Student program rakes in millions, activists say

Canada’s student loan program is making millions of dollars a year by gouging cash-strapped graduates who make a “deal with the devil” to extend their loan terms, credit counsellors and student activists say.


The number of students who pay a long-term financial penalty in order to renegotiate their payment schedules has risen about 77 per cent since 2002.


That means big, unearned bucks for the feds, said Julian Benedict, founder of the Coalition for Student Loan Fairness.


The option, called Revision of Terms under the Canada Student Loans Program, gives strapped graduates a short-term reduction on their monthly payments and more time to pay off their loan, but requires them to pay more interest, said Benedict.


In many cases, he added, students who don’t qualify for relief have no other choice but to make what he called a “deal with the devil.”
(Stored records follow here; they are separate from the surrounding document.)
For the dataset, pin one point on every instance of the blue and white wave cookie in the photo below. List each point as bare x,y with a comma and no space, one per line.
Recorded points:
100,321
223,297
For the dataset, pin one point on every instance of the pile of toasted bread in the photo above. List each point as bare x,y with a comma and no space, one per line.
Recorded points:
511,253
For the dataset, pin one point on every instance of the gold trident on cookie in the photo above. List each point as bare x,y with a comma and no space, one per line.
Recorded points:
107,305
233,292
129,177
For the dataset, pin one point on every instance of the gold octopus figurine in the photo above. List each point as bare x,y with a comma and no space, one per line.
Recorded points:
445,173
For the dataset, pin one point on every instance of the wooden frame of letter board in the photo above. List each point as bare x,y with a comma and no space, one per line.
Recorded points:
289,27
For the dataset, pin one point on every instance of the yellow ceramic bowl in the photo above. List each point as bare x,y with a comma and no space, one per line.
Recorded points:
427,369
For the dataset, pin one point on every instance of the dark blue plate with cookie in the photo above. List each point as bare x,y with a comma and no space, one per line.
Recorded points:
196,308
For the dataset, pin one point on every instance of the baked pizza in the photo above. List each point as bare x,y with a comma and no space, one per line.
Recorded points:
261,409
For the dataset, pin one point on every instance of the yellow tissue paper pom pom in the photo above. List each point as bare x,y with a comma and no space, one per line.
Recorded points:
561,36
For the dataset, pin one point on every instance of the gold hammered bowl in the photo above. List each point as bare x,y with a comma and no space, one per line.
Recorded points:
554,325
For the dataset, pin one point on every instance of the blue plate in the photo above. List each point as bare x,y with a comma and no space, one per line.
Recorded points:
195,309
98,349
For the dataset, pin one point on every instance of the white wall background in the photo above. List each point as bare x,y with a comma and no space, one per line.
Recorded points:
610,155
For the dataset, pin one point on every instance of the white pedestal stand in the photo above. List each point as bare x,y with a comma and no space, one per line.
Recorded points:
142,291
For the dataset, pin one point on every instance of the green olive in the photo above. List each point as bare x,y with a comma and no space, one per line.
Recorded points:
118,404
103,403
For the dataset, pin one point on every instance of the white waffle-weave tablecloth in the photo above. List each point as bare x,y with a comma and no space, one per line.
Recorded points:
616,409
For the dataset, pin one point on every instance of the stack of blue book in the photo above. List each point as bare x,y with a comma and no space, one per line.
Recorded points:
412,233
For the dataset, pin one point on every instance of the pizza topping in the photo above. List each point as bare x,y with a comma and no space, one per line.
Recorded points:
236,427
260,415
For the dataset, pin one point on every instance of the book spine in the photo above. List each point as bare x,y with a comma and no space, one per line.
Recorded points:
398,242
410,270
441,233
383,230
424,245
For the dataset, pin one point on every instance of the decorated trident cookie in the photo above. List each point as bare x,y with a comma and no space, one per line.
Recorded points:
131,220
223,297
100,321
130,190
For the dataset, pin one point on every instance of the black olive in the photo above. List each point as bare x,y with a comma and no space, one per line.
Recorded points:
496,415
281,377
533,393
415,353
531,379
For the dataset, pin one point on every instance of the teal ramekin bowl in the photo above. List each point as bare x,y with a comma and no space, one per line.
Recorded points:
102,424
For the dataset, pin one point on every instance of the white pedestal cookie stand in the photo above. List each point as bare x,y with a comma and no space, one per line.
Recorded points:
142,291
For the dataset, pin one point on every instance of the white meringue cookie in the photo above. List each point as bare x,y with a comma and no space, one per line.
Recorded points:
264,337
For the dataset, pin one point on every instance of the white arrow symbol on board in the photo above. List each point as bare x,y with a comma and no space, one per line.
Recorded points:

In a report to be released tomorrow, Benedict’s coalition will argue the additional interest payments would be better left in the pockets of graduates, where it would directly benefit the Canadian economy.

About 350,000 college and university students across the country relied on federal loans worth $1.9 billion last year.

Leesha Lin, acting policy and research director for the student loan program, insists the government doesn’t make a profit from interest paid by graduates. Students who miss payments or don’t pay back their loans along with account management costs hurt the program by almost $700 million in 2006, she said.

Extra interest

  • Almost 138,000 students applied for the revision between 2003 and 2005. Many of those students will pay about $3,000 in extra interest, Leesha Lin said. That means the government pocketed about $411 million over the three-year period.